Sebaliknya, negara yang berkelembagaan buruk (extractive economic institution) mempunyai kinerja ekonomi jelek, misalnya pertumbuhan ekonomi tidak berlanjut, produktivitas rendah, dan kesejahteraan terbatas. Disebut ekstraktif karena peningkatan kesejahteraan/pendapatan satu orang/kelompok diperoleh dengan cara mengisap kesejahteraan/pendapatan orang/kelompok lain. Zimbabwe, Korea Utara, Argentina, dan Kolombia mengalami fenomena itu.

Gotong Royong

Merujuk pendapat North, yang memperoleh Hadiah Nobel Ekonomi 1993, makna kelembagaan terdiri atas aturan informal dan formal, serta bagaimana supaya kelembagaan itu berjalan dengan baik. Kelembagaan adalah aturan mainnya, sedangkan organisasi adalah pemainnya, yaitu kelompok masyarakat dan perorangan yang terikat dalam kebersamaan untuk mencapai tujuan bersama.

Organisasi bisa berwujud badan-badan politik (partai, DPR, dewan kota), badan-badan ekonomi (perusahaan, serikat pekerja, kelompok tani, dan koperasi), badan-badan sosial (masjid, gereja, dan perkumpulan olahraga), dan badan-badan pendidikan (sekolah dan universitas).

Merujuk aturan (batasan) informal di Indonesia maka hal itu antara lain bisa kita semai dari dan norma-norma di masyarakat, yang tentunya harus dapat menunjang jalannya pembangunan. Kearifan lokal seperti gotong royong merupakan modal sosial yang sangat baik dalam meniti pemerintahan ke depan. Ingat, inti dari Pancasila adalah semangat gotong royong, yang mestinya dipunyai seluruh elemen bangsa dan negara untuk mengatasi semua masalah.

Presiden baru nantinya harus bisa menumbuhkan jiwa dan semangat gotong royong yang pada masa lalu begitu baik tapi karena pengaruh budaya individu kini menurun drastis. Presiden sebagai pimpinan tertinggi merupakan cermin dan anutan sehingga perlu mengajak rakyat untuk menjunjung semangat gotong royong guna memecahkan masalah.
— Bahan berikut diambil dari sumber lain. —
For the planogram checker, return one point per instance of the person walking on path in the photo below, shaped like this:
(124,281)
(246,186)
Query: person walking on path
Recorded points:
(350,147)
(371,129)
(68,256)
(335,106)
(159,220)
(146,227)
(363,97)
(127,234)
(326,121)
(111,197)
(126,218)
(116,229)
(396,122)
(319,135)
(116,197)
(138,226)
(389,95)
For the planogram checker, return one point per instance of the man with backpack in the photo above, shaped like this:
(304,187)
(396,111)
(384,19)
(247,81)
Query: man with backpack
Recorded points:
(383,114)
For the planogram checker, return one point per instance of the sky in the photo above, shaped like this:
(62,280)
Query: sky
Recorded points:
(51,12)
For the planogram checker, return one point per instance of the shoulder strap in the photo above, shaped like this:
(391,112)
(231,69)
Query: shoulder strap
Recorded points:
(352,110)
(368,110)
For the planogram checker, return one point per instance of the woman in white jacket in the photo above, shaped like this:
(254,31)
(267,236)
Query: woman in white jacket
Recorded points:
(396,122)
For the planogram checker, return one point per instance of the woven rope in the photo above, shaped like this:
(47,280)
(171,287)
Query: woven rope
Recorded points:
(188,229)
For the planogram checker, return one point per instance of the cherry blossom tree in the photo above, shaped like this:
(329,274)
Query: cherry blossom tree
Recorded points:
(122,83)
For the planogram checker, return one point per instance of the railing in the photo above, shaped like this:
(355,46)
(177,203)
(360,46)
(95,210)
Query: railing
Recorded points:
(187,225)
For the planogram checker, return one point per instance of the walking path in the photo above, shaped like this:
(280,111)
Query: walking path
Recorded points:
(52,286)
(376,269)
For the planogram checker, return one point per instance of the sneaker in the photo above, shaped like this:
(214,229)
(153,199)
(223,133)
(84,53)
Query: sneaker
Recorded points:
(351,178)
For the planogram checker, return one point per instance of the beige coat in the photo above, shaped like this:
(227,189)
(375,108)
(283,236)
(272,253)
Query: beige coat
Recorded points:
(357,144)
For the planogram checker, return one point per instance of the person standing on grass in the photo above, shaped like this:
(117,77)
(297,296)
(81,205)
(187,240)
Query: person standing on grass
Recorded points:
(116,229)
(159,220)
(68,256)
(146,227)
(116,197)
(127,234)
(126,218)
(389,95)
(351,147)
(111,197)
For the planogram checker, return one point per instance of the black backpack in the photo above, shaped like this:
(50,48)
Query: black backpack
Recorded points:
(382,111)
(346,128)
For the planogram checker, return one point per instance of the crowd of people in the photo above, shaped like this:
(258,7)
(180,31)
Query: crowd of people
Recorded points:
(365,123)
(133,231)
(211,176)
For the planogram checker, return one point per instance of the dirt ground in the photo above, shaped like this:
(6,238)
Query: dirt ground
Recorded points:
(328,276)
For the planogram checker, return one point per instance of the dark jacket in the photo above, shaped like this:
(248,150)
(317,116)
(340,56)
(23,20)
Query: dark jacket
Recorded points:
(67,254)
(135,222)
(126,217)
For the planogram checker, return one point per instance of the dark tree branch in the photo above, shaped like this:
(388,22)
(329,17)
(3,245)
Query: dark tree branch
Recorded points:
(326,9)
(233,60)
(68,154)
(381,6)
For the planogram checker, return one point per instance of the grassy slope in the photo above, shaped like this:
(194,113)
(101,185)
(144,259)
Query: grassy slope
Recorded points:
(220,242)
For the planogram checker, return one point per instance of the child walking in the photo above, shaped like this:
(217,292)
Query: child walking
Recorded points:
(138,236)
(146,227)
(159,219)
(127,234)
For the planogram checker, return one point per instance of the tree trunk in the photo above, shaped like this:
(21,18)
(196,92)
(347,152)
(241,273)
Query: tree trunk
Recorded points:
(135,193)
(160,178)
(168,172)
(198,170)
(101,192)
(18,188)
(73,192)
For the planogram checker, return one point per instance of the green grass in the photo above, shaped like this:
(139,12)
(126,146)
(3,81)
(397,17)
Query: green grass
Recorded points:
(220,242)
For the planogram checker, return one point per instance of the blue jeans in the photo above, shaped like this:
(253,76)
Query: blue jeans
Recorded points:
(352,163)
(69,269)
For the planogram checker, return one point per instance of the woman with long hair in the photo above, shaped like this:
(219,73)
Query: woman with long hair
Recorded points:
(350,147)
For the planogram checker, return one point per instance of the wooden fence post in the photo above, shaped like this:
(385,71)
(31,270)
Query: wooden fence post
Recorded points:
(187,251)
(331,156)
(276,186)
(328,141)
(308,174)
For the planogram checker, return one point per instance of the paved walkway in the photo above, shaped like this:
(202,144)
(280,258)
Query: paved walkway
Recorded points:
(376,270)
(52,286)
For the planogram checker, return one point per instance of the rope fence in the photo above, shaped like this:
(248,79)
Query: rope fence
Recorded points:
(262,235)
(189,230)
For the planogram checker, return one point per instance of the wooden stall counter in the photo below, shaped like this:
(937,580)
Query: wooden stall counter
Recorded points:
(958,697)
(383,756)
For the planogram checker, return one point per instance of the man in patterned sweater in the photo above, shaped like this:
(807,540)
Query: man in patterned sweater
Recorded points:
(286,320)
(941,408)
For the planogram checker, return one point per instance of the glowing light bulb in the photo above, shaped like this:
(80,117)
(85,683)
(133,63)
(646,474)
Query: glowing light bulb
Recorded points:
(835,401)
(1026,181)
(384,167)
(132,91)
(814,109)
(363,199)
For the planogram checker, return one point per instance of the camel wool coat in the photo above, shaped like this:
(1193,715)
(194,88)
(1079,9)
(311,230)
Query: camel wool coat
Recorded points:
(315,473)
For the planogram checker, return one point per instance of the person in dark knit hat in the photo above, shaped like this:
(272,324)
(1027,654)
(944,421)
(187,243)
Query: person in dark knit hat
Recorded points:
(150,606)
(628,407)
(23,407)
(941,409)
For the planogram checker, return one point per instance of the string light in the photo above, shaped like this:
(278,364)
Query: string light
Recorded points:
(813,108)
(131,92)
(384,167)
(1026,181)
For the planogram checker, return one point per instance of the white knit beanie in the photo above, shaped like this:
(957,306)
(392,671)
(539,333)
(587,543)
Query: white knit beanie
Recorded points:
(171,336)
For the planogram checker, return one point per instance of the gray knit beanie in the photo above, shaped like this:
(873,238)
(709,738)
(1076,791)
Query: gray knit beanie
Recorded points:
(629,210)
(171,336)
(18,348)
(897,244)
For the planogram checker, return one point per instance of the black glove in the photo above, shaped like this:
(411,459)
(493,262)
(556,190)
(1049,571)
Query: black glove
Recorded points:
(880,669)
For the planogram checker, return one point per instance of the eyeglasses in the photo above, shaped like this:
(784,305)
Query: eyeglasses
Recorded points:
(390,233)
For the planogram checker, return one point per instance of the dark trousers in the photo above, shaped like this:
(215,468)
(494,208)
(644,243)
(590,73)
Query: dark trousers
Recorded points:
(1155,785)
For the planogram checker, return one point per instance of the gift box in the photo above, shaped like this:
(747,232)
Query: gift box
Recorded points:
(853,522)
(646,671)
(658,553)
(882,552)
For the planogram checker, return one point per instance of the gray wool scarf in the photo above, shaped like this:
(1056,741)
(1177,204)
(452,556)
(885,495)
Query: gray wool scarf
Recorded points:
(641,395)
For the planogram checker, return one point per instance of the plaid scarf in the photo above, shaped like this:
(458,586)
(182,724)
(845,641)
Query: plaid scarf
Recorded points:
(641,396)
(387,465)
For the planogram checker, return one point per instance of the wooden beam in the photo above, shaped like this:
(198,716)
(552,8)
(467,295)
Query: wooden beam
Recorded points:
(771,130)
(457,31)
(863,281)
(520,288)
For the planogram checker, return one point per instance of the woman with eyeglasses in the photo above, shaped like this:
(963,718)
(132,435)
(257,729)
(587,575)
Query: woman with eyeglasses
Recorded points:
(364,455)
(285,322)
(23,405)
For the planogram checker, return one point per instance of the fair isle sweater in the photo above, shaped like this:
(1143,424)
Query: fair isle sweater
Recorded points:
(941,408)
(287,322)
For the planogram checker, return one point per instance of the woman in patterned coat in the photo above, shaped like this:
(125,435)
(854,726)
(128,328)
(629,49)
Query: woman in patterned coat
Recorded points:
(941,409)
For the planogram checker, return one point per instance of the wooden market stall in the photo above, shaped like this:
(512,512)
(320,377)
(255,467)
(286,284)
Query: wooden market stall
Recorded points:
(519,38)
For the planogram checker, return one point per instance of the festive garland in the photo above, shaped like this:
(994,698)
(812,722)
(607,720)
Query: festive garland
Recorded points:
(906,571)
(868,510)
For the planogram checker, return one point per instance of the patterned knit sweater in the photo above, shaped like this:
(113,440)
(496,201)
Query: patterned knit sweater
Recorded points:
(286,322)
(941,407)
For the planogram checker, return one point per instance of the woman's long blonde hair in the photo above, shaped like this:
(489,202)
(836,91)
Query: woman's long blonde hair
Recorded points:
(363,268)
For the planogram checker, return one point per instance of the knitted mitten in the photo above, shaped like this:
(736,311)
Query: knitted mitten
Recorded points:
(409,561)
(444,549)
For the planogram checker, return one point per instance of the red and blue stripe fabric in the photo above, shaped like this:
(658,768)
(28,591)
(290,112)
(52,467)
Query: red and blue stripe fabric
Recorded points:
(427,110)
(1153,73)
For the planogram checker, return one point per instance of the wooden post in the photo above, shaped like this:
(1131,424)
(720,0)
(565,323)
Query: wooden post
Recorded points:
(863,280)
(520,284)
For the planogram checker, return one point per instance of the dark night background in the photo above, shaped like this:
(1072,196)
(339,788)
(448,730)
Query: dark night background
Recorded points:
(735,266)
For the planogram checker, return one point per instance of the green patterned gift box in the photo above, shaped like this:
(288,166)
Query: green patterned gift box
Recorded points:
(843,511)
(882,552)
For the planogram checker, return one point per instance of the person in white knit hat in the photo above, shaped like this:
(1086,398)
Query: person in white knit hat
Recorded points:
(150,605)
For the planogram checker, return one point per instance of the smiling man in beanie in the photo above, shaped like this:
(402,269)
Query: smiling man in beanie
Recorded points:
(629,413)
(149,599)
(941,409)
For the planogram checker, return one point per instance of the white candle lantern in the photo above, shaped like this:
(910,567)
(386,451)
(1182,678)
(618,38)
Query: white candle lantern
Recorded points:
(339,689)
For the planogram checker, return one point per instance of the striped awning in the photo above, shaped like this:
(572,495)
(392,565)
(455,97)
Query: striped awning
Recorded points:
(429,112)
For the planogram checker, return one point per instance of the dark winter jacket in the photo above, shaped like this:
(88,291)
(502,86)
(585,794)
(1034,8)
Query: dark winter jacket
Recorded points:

Seberat apa pun masalah andai disangga bersama melalui gotong royong, pasti bisa terurai dan solusinya bisa diterima banyak pihak.

Pemeo di masyarakat menyebut aturan dibuat justru untuk dilanggar. Ironisnya para pelanggar itu adalah para petinggi negara, dan secara massal akan diikuti seluruh anggota masyarakat. Tugas pemerintah baru nanti adalah menjaga supaya berbagai peraturan itu dibuat lewat cara yang benar, dan menguntungkan masyarakat.

Contoh sederhana yang banyak dikeluhkan masyarakat adalah mengapa pada siang hari motor harus menyalakan lampu, padahal Indonesia negara tropis. Berapa biaya yang ditanggung pemilik motor karena hal itu berarti aki motor harus lebih cepat diganti. Contoh lain misalnya mengapa rencana tata ruang wilayah yang sudah ditetapkan pemda dilanggar oleh para elite daerah?

Akibatnya, alih fungsi lahan terjadi begitu masif sehingga menggagalkan program penyediaan lahan abadi. Padahal program itu merupakan upaya penting menjaga ketahanan pangan. Presiden-wakil presiden mendatang seharusnya juga fokus pada persoalan kelembagaan, sebagai pemacu kemajuan bangsa dan negara. Angkatlah kearifan lokal, serta buatlah dan jagalah supaya regulasi yang diundangkan benar-benar menguntungkan rakyat.